Download the image with support for Expanse’s CPU nodes:

$ singularity pull software.sif docker://glotzerlab/software:expanse
$ mv software.sif /expanse/lustre/scratch/$USER/temp_project/

GPU

Download the image with support for Expanse’s GPU nodes:

$ singularity pull software.sif docker://glotzerlab/software:expanse-gpu
$ mv software.sif /expanse/lustre/scratch/$USER/temp_project/

Important

Use the correct image:

  • expanse on CPU nodes.
  • expanse-gpu on GPU nodes.

Using

Use the following commands in your job scripts or interactively to execute software inside the container:

Note

replace command arguments with the command and arguments you wish to run.
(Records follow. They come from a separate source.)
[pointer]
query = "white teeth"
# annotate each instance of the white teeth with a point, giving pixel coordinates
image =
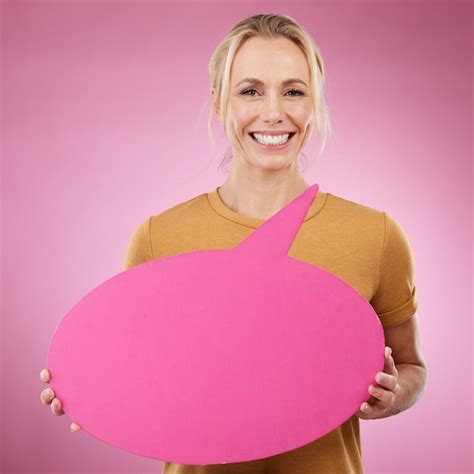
(271, 139)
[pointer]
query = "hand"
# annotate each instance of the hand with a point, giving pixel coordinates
(379, 405)
(47, 398)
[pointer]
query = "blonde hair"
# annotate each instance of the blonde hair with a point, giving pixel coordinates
(267, 26)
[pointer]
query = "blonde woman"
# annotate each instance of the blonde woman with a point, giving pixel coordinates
(267, 79)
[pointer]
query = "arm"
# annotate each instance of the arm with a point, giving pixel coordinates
(404, 377)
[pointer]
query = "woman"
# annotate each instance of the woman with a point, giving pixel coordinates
(267, 80)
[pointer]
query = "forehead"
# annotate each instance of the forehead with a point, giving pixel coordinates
(269, 59)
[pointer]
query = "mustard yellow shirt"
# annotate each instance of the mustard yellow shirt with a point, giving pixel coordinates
(363, 246)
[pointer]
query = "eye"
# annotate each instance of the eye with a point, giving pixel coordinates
(296, 90)
(244, 92)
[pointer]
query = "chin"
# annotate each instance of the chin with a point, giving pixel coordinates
(271, 163)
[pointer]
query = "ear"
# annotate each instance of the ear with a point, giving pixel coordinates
(216, 107)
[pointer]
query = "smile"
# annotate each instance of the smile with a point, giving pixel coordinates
(272, 142)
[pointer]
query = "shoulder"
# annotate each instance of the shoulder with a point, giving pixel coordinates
(183, 213)
(353, 218)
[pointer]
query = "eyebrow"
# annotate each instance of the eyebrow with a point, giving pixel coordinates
(254, 80)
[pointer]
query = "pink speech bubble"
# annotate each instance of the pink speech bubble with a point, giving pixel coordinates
(218, 356)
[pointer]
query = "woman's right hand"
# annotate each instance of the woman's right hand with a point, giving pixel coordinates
(47, 397)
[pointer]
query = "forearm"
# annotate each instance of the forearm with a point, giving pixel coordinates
(411, 380)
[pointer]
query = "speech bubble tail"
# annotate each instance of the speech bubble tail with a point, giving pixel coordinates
(275, 236)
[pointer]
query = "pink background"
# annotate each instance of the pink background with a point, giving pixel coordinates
(105, 122)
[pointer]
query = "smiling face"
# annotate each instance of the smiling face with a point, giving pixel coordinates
(269, 104)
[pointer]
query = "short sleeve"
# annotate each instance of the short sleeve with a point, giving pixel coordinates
(395, 299)
(139, 246)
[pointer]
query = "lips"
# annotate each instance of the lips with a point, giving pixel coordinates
(284, 133)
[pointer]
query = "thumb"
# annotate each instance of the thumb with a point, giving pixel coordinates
(75, 427)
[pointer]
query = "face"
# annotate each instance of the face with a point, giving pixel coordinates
(270, 104)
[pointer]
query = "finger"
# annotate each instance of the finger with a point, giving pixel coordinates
(369, 411)
(56, 407)
(386, 381)
(47, 396)
(384, 396)
(45, 375)
(75, 427)
(389, 365)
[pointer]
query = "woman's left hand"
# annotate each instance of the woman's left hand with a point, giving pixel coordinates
(383, 394)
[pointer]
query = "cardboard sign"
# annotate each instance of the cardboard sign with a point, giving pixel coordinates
(218, 356)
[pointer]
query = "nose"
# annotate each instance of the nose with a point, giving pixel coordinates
(272, 108)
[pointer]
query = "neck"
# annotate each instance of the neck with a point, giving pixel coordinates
(261, 195)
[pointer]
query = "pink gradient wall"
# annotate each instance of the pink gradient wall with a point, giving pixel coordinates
(104, 123)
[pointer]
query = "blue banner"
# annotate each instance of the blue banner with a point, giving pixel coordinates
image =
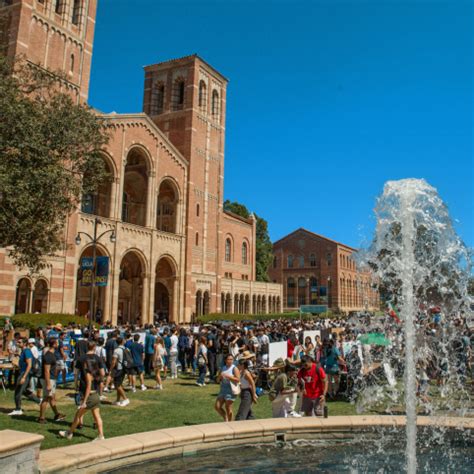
(101, 271)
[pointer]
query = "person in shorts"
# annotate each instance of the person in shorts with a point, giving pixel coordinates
(314, 385)
(91, 371)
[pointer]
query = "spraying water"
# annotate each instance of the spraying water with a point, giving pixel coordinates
(422, 268)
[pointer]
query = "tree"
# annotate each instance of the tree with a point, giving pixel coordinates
(264, 247)
(47, 144)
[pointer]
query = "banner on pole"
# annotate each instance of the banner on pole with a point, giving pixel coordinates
(101, 271)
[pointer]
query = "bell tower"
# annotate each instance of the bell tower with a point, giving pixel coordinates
(186, 98)
(53, 34)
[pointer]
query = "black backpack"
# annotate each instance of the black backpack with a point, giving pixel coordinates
(127, 361)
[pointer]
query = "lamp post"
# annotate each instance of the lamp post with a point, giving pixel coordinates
(94, 239)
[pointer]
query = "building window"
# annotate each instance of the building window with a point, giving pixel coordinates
(157, 99)
(215, 105)
(178, 94)
(228, 250)
(76, 12)
(202, 96)
(244, 253)
(58, 8)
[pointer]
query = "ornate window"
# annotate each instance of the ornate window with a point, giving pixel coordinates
(215, 105)
(228, 250)
(244, 253)
(202, 96)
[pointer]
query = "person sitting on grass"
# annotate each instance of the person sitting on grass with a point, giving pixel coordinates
(48, 381)
(91, 373)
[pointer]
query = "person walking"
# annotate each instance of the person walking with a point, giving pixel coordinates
(48, 381)
(314, 384)
(248, 394)
(229, 378)
(25, 365)
(174, 353)
(118, 373)
(202, 361)
(91, 373)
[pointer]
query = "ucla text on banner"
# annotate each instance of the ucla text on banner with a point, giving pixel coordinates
(101, 271)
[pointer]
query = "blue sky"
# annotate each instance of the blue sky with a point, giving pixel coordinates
(327, 100)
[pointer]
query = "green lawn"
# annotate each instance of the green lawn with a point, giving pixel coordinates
(181, 403)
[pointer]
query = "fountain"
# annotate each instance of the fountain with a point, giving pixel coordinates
(422, 266)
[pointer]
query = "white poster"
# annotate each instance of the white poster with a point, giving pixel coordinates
(312, 335)
(277, 350)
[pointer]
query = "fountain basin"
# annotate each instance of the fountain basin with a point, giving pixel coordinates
(104, 456)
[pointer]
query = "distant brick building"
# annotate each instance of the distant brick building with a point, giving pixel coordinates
(176, 252)
(315, 270)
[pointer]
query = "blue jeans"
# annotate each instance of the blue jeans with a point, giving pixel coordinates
(202, 374)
For example: python3 script.py

Serial (or multithreaded) CPU jobs (shared partition):

module load cpu singularitypro gcc/9.2.0 openmpi/4.1.1
singularity exec --bind /expanse /expanse/lustre/scratch/$USER/temp_project/software.sif command arguments

Single GPU jobs (gpu-shared partition):

module load gpu singularitypro openmpi/4.0.4-nocuda
singularity exec --nv --bind /expanse /expanse/lustre/scratch/$USER/temp_project/software.sif command arguments

MPI parallel CPU jobs (compute partition, shared partition with more than 1 core):

module load cpu singularitypro gcc/9.2.0 openmpi/4.1.1
mpirun singularity exec --bind /expanse /expanse/lustre/scratch/$USER/temp_project/software.sif command arguments

MPI parallel GPU jobs (gpu partition, gpu-shared with more than 1 GPU):

module load gpu singularitypro openmpi/4.0.4-nocuda
mpirun singularity exec --nv --bind /expanse /expanse/lustre/scratch/$USER/temp_project/software.sif command arguments

Important

Use the correct module load line for the type of node your job will execute on.

Warning

mpirun will hang when launching jobs one more than one node in the gpu partition.

Important

You must use mpirun to launch parallel jobs. srun is not compatible with the MPI library installed inside the container.